Letter from John Van Saun, President of the 2 Mt. Auburn Tenants Union:
Ken Reeves: a singular public servant; a matchless asset to the City of
Cambridge and, in particular, to the community of the elderly and
disabled.
As president of the 2 Mount Auburn Street Tenants Association (40T)
I attest to this assessment wth immense gratitude and first hand know-
ledge. Our building has been involved in the State’s process for selling
an affordable housing property since late September. The current owner
is Harvard University; the designated future owner is HRI inc., a well
known and universally respected not-for-profit housing owner and
developer. The effort to secure this outcome has been hard, uncertain,
long, and enormously time consuming. From a dead start, 98 elderly and
disabled tenants rallied to the defense of their own interests and the building’s
legacy identity. In the process, we have achieved what has been called the
new gold standard in tenant organization and democratic self expression and
advocacy. This success could not have been achieved without the participation
and guidance of Ken Reeves.
Councillor Reeves has been tireless on our behalf. A transaction of this type is
necessarily a complex matter; Councillor Reeves has been unstinting in giving
our effort the time–both in research and advocacy–that it ceaselessly demands.

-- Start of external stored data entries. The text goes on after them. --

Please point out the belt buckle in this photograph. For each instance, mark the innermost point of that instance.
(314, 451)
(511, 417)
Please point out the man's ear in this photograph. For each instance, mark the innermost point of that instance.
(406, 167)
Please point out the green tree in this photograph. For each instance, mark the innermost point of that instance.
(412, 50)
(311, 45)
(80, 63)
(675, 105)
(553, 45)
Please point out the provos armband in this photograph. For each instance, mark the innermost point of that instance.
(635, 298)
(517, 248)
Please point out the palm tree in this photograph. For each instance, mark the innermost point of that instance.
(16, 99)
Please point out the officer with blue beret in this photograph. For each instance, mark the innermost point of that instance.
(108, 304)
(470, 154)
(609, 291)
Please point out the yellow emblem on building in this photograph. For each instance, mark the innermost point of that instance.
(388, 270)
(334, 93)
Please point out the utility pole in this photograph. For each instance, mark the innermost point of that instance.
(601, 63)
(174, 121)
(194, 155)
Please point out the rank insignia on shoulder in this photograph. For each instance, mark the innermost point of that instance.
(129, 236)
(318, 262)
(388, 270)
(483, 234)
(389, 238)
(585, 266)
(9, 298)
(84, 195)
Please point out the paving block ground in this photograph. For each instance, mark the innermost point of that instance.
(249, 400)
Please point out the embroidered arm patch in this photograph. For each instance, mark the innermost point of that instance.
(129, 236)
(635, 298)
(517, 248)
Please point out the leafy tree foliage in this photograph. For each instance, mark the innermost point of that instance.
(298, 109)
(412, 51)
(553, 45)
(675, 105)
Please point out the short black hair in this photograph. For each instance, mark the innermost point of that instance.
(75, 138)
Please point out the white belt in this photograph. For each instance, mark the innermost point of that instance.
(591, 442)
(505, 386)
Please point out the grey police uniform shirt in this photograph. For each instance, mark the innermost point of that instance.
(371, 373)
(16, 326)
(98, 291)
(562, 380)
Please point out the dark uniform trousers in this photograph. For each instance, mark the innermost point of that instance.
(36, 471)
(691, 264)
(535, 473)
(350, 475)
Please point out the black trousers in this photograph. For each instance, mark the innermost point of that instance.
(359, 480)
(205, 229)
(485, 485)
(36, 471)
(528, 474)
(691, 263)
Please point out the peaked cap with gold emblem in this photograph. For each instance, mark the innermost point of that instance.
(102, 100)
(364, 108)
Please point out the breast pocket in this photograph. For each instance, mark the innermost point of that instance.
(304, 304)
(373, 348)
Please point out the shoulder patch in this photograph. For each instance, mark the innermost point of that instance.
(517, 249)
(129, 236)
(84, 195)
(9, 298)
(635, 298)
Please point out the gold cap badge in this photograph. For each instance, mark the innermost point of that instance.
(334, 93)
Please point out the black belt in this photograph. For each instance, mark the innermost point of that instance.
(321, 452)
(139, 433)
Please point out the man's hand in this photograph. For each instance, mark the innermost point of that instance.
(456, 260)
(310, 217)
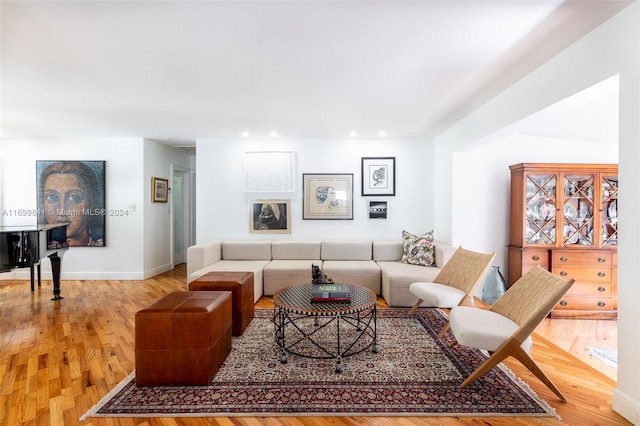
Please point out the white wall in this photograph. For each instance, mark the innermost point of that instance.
(611, 49)
(158, 160)
(122, 256)
(223, 207)
(481, 184)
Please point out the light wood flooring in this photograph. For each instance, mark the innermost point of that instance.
(57, 359)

His skills as a negotiator and statesman have been decisive; his unfailing charm and
unmistakeable decency and concern have provided reassurance and calm to a
tenant population suddenly beset by the uncertanties of future shelter. As Chair
of the City Council’s University Relations Committee and a Harvard Alumnus he has
lent to the intricacies of communication that deftness that comes only with decades
of intimate involvement. As a universally recognized and befriended citizen of
Cambridge, his reputation and approachability have made working with him a
pleasure as well as substantivey rewarding. We have achieved, thanks in large
measure to the efforts of Ken Reeves what is a win-win outcome for all parties,
and a valuable precedent as guidance as the needs of an exploding elderly and
elderly-disabled population concatenate upon constrained public resources.